Ang Lee's The Hulk is almost a fine film, though it has largely failed at the American box office by comparison with, say, Singer's two films or Sam Raimi's Spider Man. Part of the problem is that the monstrous alter ego of his hero Bruce Banner is entirely CGI. The technology used - which draws on and distorts Eric Bana's features and the director's face-pulling - is inferior to that which mapped Gollum in Peter Jackson's The Two Towers on every last twitch of Andy Serkis's performance and we are not yet ready for an entirely virtual protagonist. Oddly, the Hulk's galumphing leaps across the landscape are something that CGI can do well; that, and showing him smashing things.
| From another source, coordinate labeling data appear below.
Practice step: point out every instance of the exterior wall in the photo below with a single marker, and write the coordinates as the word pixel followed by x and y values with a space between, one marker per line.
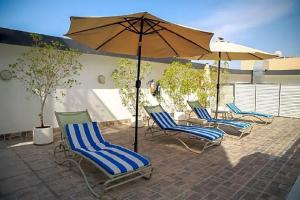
pixel 247 64
pixel 275 64
pixel 18 109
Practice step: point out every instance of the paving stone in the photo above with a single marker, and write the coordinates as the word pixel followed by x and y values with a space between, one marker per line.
pixel 262 165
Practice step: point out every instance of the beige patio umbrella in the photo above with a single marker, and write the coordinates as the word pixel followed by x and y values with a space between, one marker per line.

Ang Lee understands that the resonance of the Hulk comes from the fact that he is at once the werewolf, Frankenstein's monster and King Kong. He is the creature of violence that bursts from the id of an ordinary man; he is the creature made by science; he has as his main weakness his love for a woman. Jennifer Connolly does an admirable job of updating heroine Betty Ross - here Banner's fellow scientist - and Sam Elliott is extraordinary as her obsessional father, General 'Thunderbolt' Ross.

For Ang Lee, this is also a tale of fathers - an issue that obsesses him - and he rewrites the Hulk's back story so that the creature is produced by a mixture of Banner and Betty's work on medical nano-technology and ante-natal genetic manipulation of the young Bruce by his disturbed murderous father (Nick Nolte). Accordingly, the Hulk is not merely an expression of an average man's suppressed rage, but the instrument of his equally brilliant father's murderous spite.

This is interesting enough in itself as a revision of the comic's version of the Origin Story that it might have worked. The final confrontation, in which father and son have both become monstrous, lacks both that fine brutal madness that Stan Lee would have brought to it back in his heyday and that particular poetry which Ang Lee himself brought alike to the domestic drama of The Ice Storm and the aestheticized mayhem of Crouching Tiger, Hidden Dragon. In the end, The Hulk does not work, but not for lack of skill or lack of intelligence or lack of love for the material, proving that it is as hard to adapt the textured resonances of forty years of a comic book's continuity as it is any other literary source.